Facebook announced today it will soon be rolling out a new feature to give users more control when it comes to the types of advertisements they see on the site.
If users are tired of getting barraged with ads for shoes, video games or discount plane tickets, they’ll not only be able to stop the ads, but they’ll also be able to learn why they’re being targeted by them in the first place.
The new ad preferences tool will give users a “Why am I seeing this?” option in a dropdown menu that will explain why users are being targeted with certain ads.
Ads may target a user if they’ve visited a place in the past – i.e. getting beer ads if they’ve visited a brewery site recently. The new tool will also tell users outright when local businesses are simply trying to target users that fall under a specific age group or location.

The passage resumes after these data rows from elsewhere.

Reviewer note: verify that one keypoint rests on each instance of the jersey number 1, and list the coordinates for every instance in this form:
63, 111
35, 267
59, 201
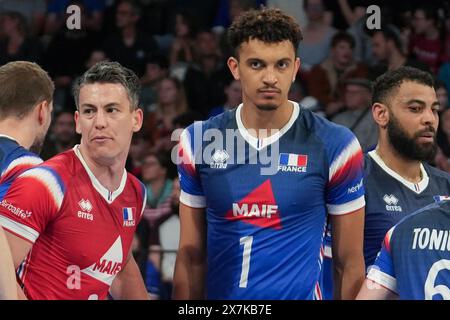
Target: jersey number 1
247, 243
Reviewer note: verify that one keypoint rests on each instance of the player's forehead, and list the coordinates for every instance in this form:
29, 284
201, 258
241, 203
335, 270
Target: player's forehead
258, 49
99, 94
413, 91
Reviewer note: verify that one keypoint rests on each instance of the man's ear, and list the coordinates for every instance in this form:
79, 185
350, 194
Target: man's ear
297, 65
42, 111
233, 65
77, 122
380, 113
138, 118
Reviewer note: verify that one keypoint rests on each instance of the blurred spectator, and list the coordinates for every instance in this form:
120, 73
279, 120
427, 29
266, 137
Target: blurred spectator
157, 68
297, 93
356, 19
185, 119
56, 14
140, 145
358, 113
233, 92
442, 95
325, 81
32, 10
205, 78
228, 11
66, 56
157, 16
388, 50
317, 35
204, 10
16, 44
444, 74
441, 161
294, 8
130, 47
171, 103
62, 135
162, 203
181, 51
443, 132
427, 43
95, 57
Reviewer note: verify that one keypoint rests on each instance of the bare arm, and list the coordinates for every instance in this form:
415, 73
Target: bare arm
371, 290
19, 250
190, 267
7, 274
348, 260
128, 284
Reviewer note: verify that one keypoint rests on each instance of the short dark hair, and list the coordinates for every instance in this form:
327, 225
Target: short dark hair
267, 25
23, 85
388, 83
391, 33
110, 72
342, 36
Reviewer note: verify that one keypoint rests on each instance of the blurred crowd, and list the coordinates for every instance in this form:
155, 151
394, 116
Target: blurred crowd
179, 50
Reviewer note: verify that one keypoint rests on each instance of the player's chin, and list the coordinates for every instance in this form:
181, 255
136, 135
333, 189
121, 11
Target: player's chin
267, 104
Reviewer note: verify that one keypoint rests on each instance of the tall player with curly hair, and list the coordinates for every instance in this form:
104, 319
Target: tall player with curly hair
247, 233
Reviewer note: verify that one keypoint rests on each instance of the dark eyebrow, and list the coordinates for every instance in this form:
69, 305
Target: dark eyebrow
416, 101
422, 103
89, 105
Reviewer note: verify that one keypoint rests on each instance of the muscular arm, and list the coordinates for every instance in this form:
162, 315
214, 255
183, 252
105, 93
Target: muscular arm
7, 275
348, 260
371, 290
19, 250
128, 284
190, 266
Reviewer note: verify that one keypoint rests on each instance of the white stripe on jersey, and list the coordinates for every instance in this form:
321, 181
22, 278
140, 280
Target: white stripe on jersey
337, 209
20, 229
25, 160
342, 159
383, 279
192, 201
187, 148
48, 179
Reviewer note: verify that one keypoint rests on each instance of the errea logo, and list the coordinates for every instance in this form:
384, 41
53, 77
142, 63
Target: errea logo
219, 159
86, 208
391, 203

Users will be able to change, add or delete their own information and how it pertains to how they’re targeted with the new tool.

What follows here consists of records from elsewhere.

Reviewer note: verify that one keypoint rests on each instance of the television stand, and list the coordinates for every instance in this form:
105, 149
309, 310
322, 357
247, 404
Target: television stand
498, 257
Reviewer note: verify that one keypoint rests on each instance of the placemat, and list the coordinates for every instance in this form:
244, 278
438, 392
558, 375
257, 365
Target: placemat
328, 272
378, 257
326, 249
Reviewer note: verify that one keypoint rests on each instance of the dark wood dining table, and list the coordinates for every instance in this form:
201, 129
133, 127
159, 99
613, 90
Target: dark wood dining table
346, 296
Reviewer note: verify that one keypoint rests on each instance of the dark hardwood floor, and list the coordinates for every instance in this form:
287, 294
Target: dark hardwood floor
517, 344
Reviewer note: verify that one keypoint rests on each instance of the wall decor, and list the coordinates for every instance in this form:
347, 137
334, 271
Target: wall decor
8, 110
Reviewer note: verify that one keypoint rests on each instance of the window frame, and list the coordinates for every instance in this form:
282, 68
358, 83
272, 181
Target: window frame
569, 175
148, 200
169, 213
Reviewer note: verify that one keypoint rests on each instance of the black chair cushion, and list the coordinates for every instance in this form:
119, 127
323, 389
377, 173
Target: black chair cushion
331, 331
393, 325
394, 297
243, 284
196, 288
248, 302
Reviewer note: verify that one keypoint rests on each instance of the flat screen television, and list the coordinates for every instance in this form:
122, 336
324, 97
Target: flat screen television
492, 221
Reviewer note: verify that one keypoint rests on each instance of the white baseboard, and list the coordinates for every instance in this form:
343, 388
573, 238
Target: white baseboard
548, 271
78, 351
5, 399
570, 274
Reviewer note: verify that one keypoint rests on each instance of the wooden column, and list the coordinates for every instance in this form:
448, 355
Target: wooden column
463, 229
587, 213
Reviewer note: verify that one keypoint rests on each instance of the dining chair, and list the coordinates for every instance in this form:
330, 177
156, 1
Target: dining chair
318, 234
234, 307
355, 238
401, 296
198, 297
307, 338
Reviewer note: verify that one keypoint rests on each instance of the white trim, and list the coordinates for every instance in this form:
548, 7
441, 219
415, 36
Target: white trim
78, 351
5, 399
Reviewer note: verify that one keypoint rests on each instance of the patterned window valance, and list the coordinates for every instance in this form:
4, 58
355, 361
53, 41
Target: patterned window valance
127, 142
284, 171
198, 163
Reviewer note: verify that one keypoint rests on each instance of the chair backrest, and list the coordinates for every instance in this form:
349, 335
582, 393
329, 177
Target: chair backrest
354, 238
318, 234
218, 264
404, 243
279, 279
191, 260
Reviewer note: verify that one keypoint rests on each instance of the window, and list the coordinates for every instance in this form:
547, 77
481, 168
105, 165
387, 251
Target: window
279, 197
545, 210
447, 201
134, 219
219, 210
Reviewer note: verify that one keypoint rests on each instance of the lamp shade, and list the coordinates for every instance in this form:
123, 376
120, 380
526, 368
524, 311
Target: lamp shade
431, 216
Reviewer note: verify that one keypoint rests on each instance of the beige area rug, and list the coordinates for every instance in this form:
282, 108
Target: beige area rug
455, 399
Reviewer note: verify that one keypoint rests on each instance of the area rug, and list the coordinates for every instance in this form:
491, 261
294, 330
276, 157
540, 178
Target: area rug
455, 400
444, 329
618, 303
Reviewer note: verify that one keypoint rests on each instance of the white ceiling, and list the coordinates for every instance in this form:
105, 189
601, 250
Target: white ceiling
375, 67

Currently the information Facebook collects about its users stems from the individual pages they like. The social network announced that going forward however it will shift to an interest-based advertising model, similar to Google, where it mines information from the websites users visit and the apps they use to make the ads it already targets to users smarter.
While this may sound like cause for alarm, especially to those who consider themselves privacy-conscious, the company is hoping the tool will foster transparency and allow users to make their own decisions on how they’re targeted by businesses.

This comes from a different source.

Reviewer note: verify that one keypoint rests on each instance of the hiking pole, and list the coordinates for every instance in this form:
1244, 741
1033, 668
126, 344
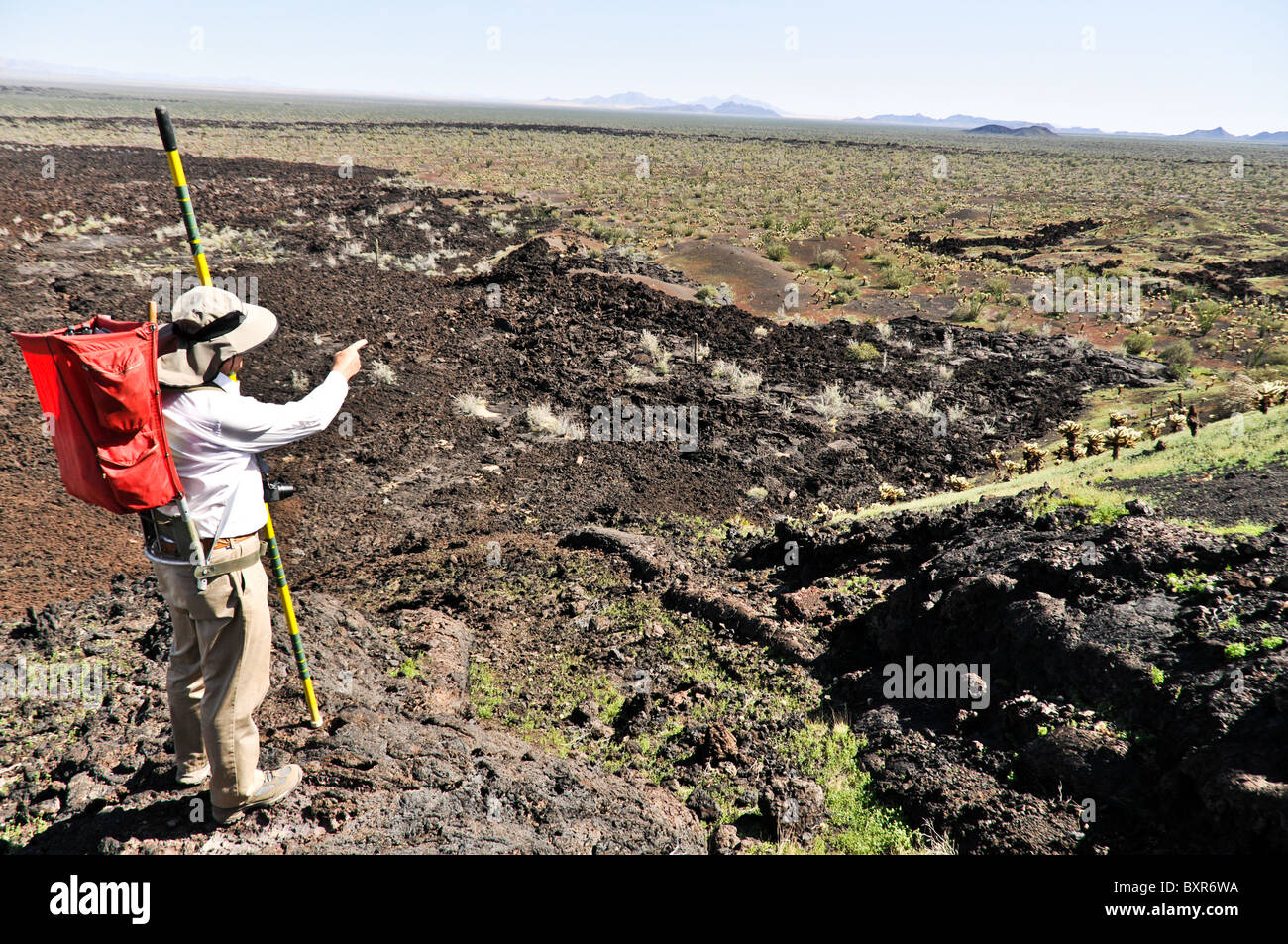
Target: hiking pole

Facebook is already ignoring the Do Not Track setting on web browsers and this move, sure to raise the ire of many, will cement that even further.
Users looking to opt out of the new method of advertising – if they haven’t already done so – will have to adjust how their browsers are affected via a portal over at the Digital Advertising Alliance. The DAA’s “AdChoices” program has long overseen the way internet-based advertising finds users.
The tool is expected to roll out to all U.S. Facebook users over the next few weeks – starting today – while an international rollout is expected later this year.
While privacy advocates haven’t weighed in on the feature yet it’s plausible the social media platform’s changes will viewed as minor step in the right direction from a transparency standpoint.
The feature falls in line with requests from the Federal Trade Commission and the White House last month to give users more control over the data companies collect about them.
Two weeks ago the FTC issued a hefty 100-plus page document urging Congress to make it clearer to consumers exactly what kind of information is being gathered from them by large data brokers, asking for legislation “that would enable consumers to learn of the existence and activities of data brokers and provide consumers with reasonable access to information about them held by these entities.”
That report of course came on the heels of a similar report issued by the White House at the beginning of the month that asked for more or less the same thing. The White House report advocated for the passing of national data breach legislation and tweaking the Electronic Communications Privacy Act to help it coincide with modern-day technology practices, among other recommendations.